Approach such examinations calmly. You will be able to do so, and will recognize the truth right away, because you yourselves are not directly involved, and will therefore not attempt to gloss anything over for either party.
Take a person who is habitually sullen and discourteous and who seldom shows a friendly face, a person one would like to avoid. These are the very people who expect to be treated with special kindness, and who become enraged, girls and women to the point of tears, if they meet with but a single reproachful glance, however justified it may be. This strikes a serious observer as so unspeakably ridiculous, yet sad, that he forgets to be indignant about it.

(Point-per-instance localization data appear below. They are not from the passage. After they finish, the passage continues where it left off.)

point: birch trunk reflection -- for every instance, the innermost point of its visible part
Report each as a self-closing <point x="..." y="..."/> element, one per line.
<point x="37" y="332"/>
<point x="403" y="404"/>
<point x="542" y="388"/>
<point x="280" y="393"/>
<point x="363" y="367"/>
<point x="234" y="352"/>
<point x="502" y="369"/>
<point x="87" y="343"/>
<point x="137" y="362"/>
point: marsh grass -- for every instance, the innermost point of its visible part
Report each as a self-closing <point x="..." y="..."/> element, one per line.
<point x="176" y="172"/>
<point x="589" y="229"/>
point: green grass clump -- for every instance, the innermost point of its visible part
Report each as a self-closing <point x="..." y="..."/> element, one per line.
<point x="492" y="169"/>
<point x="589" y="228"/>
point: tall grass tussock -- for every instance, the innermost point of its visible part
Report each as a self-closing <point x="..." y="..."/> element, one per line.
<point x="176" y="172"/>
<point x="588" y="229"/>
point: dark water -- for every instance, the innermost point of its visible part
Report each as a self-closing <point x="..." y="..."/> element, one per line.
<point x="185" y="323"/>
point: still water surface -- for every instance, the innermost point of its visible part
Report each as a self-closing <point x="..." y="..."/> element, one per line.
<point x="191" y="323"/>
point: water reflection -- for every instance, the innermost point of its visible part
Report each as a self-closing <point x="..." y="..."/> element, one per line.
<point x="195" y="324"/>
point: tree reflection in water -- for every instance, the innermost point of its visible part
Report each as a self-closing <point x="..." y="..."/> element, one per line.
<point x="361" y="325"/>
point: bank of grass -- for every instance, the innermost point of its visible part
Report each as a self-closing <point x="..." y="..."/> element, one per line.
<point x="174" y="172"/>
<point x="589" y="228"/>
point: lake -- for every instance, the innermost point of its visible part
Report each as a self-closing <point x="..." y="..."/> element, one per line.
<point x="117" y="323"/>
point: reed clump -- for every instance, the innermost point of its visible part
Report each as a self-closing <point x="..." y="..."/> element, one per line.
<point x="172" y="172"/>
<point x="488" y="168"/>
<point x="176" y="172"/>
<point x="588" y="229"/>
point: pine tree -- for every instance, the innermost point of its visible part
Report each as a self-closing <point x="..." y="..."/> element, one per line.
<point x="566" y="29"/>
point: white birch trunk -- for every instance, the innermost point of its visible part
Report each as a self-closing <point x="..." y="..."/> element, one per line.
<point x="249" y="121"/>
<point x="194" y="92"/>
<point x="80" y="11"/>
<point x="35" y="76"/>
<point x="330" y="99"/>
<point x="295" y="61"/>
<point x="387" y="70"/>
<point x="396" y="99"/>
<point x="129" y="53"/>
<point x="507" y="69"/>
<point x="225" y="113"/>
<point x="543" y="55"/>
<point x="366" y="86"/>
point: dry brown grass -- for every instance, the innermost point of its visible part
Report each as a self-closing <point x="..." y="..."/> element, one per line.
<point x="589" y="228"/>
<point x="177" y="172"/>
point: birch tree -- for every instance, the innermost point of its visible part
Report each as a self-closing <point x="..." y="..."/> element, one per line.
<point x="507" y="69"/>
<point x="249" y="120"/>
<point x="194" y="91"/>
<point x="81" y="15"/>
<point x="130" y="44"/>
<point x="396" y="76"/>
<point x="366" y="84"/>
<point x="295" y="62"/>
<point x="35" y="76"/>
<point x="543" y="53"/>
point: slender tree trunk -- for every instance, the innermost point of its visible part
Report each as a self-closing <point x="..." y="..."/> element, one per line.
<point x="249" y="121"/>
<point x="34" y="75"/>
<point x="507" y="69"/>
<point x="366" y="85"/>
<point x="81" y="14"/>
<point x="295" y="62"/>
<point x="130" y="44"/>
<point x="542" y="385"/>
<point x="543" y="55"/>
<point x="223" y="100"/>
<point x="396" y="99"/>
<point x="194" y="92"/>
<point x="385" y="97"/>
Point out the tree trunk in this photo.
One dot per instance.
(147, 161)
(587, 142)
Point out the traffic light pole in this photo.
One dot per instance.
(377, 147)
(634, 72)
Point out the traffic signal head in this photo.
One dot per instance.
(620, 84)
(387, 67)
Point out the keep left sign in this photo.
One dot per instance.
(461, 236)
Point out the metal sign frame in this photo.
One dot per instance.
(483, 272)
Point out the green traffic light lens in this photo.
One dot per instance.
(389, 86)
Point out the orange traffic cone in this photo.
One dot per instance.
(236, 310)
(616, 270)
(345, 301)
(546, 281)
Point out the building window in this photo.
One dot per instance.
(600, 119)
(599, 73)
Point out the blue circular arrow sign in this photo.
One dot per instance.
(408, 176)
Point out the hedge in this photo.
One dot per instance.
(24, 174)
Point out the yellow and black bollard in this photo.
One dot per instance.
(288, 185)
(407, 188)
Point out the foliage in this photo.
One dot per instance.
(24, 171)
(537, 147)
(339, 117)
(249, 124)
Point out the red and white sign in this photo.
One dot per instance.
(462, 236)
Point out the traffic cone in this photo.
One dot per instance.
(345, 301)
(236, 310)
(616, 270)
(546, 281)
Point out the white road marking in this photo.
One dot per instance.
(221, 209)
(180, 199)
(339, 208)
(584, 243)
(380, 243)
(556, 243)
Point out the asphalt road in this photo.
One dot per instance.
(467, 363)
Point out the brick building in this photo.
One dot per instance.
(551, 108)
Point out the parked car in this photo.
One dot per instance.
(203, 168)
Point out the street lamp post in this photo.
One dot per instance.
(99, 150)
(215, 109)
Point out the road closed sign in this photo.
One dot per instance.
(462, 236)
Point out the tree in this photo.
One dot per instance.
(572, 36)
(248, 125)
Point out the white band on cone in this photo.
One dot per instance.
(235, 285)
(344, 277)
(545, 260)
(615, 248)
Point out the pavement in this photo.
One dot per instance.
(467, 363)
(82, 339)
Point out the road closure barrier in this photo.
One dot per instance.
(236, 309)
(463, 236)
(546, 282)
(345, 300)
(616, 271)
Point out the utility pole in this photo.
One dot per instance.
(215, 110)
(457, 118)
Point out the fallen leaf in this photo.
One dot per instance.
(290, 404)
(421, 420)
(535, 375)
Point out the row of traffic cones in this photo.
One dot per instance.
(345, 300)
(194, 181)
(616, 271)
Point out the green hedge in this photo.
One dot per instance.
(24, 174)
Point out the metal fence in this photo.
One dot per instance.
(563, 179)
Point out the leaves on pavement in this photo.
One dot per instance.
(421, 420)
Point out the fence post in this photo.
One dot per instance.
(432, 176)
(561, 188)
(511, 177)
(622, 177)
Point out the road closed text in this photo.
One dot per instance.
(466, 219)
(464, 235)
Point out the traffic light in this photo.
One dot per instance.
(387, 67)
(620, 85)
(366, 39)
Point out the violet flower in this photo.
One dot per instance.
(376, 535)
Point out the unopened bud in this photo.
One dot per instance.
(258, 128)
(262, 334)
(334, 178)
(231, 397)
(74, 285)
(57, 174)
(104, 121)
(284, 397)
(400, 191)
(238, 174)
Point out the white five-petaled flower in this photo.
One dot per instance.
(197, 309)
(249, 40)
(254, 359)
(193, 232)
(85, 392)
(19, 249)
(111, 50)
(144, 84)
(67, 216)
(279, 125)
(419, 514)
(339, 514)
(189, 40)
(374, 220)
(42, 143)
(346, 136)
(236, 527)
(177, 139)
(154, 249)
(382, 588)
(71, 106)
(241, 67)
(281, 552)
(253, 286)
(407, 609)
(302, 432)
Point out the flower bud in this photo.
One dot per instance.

And so it is in a thousand and more different ways. Learning this and recognizing it will be easy for you. Once you have reached that stage, also have the courage to assume that you yourselves are no exception, since you found proof in all the others. Then at last your eyes will be opened about yourselves. This means a great step forward towards your development, perhaps even the greatest one! You thereby cut through a knot that today holds down all mankind! Free yourselves, then joyfully help others in the same way.
This is what the Son of God meant to say with His simple words. Such was the value of the teaching He offered with His plain statements. But man did not honestly seek for their real meaning. Pretentiously as always, he merely wanted to look down upon others leniently. This flattered his disgusting arrogance. The whole wretchedness of his false thinking, the unconcealed hypocritical pharisaism, becomes clearly evident in all his past interpretations. It was transplanted in the identical manner into Christendom. For even those who call themselves seekers have taken, and still take, everything much too superficially under their usual and customary delusion that by reading the words they must also have truly grasped their meaning. They convince themselves of this entirely as they see fit. That is not honest seeking. For that reason they cannot find the real treasure, and therefore progress has not been possible. The Word remained dead for those who were supposed to have called it to life within themselves in order to derive values from it which would uplift them.
And every sentence the Son of God gave to mankind contains such values, which man does not find, but only because he has never sought for them diligently!